Organic baby formula goes for the sweetest, just like kids’ cereals

The New York Times reports today that parents may be buying Similac Organic baby formula because they believe that organic is healthier, but babies may prefer Similac Organic because it is significantly sweeter than other formulas and is the only major brand of organic formula that is sweetened with cane sugar, or sucrose, which is much sweeter than sugars used in other formulas.

Dr. Benjamin Caballero, director of the Center for Human Nutrition at the Johns Hopkins Bloomberg School of Public Health and an expert in risk factors for childhood obesity, said,

“I would be very concerned about this as a pediatrician. The issue is that sweet tastes tend to encourage consumption of excessive amounts."
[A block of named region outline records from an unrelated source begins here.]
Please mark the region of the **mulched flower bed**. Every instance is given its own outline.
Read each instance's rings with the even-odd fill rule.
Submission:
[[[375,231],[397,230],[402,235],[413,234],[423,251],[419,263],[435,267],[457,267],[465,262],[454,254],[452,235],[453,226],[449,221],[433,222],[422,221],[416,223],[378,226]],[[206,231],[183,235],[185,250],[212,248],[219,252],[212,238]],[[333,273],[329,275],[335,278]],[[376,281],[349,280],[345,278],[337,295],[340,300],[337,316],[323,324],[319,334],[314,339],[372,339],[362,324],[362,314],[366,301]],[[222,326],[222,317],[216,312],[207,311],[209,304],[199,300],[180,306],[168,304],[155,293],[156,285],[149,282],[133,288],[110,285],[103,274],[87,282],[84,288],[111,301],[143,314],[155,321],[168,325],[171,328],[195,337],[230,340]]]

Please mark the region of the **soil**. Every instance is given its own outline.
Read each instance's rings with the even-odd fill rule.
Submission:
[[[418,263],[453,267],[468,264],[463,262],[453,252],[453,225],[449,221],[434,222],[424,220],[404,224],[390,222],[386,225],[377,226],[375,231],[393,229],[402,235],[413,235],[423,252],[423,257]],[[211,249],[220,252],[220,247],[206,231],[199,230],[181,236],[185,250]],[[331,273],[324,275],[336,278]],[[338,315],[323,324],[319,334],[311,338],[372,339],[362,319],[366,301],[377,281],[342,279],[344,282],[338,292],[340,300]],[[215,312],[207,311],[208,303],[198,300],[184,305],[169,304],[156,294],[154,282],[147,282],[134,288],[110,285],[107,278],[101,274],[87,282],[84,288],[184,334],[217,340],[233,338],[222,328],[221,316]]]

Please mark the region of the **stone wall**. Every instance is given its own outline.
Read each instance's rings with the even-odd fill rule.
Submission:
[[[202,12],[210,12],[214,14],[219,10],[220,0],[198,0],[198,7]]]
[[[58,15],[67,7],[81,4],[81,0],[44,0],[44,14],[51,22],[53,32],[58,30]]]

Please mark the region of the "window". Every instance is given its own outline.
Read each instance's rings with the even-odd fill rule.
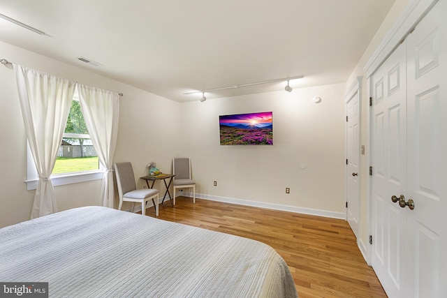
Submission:
[[[36,189],[38,174],[29,147],[27,163],[27,189]],[[58,186],[100,179],[103,172],[75,91],[51,181],[54,186]]]
[[[52,174],[98,170],[98,154],[90,140],[79,99],[75,94]]]

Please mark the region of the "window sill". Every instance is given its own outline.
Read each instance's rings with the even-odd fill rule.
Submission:
[[[59,174],[51,175],[50,179],[53,184],[53,186],[59,186],[61,185],[72,184],[73,183],[98,180],[103,179],[103,171],[97,170],[71,174]],[[27,184],[27,189],[28,191],[31,191],[37,188],[38,181],[38,179],[37,179],[26,180],[25,183]]]

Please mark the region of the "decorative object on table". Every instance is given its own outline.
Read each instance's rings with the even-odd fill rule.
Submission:
[[[149,168],[148,176],[156,176],[161,174],[161,171],[156,167],[155,161],[151,161],[149,163],[147,167]]]

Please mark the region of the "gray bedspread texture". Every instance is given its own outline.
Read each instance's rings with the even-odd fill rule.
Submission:
[[[55,297],[296,297],[287,265],[254,240],[101,207],[0,229],[0,281]]]

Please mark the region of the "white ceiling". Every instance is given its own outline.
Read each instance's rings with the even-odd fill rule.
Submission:
[[[394,0],[0,0],[0,40],[179,102],[346,82]],[[1,57],[0,59],[6,57]],[[103,64],[78,60],[82,56]],[[20,61],[13,61],[19,63]],[[285,82],[207,93],[284,89]],[[119,91],[119,90],[117,90]]]

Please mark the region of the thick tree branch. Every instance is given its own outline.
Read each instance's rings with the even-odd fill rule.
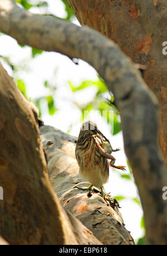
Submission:
[[[166,0],[67,0],[81,24],[114,40],[143,72],[160,109],[160,144],[167,166]]]
[[[166,201],[162,199],[162,188],[167,178],[158,142],[157,102],[130,60],[99,33],[31,14],[12,0],[0,2],[0,24],[20,44],[82,59],[104,79],[121,113],[125,151],[139,191],[148,243],[166,244]]]

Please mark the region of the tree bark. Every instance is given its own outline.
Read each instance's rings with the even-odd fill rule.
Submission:
[[[101,244],[60,204],[49,180],[37,114],[1,64],[0,99],[2,236],[11,244]]]
[[[75,157],[76,138],[51,126],[40,128],[41,143],[46,153],[52,187],[63,207],[91,230],[103,244],[134,244],[125,228],[118,204],[107,205],[100,194],[75,188],[88,187],[78,176]],[[82,181],[84,183],[80,183]]]
[[[20,44],[82,59],[104,79],[120,111],[125,152],[139,189],[148,243],[166,244],[167,204],[162,189],[167,178],[159,148],[158,104],[131,61],[99,32],[32,14],[12,0],[0,2],[0,24],[3,32]]]
[[[166,0],[67,0],[81,25],[115,42],[134,62],[145,65],[143,76],[160,109],[160,145],[167,166]]]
Dr. Caballero was further cited as saying evidence shows that babies and children will always show a preference for the sweetest food available, and they will eat more of it than they would of less-sweet food, adding,

“This is how breakfast cereal manufacturers compete."

Organic formula, with sales of about $20 million annually, makes up only a sliver of the $2.5 billion formula market, according to A.C. Nielsen, the market research company. Similac Organic, analysts say, is largely responsible for the nearly tenfold growth in sales of organic formula from 2005 to 2007.

All infant formulas contain added sugars, which babies need to digest the proteins in cow’s milk or soy. Other organic formulas, like Earth’s Best and Parent’s Choice, use organic lactose as the added sugar. Organic lactose must be extracted from organic milk, the global supplies of which have been severely stretched in the last three years, driving up the price of the lactose.

Dr. Jatinder Bhatia, a member of the nutrition committee of the American Academy of Pediatrics, said,

"The parents in my practice who would use organic formula are the same parents who would be worried about giving sweets to their babies. That organic formula would be sweeter might not be a health risk, but it certainly isn’t what the parents have in mind.”

Dr. Gary K. Beauchamp, director of the Monell Chemical Senses Center in Philadelphia, a nonprofit research institute, said,

“The entire enterprise of formula is the attempt is to make it as close as possible to human milk. Making sweeter formula so that babies like it more seems to me contrary to the ethos of organic food, as a doctor and as a grandfather.”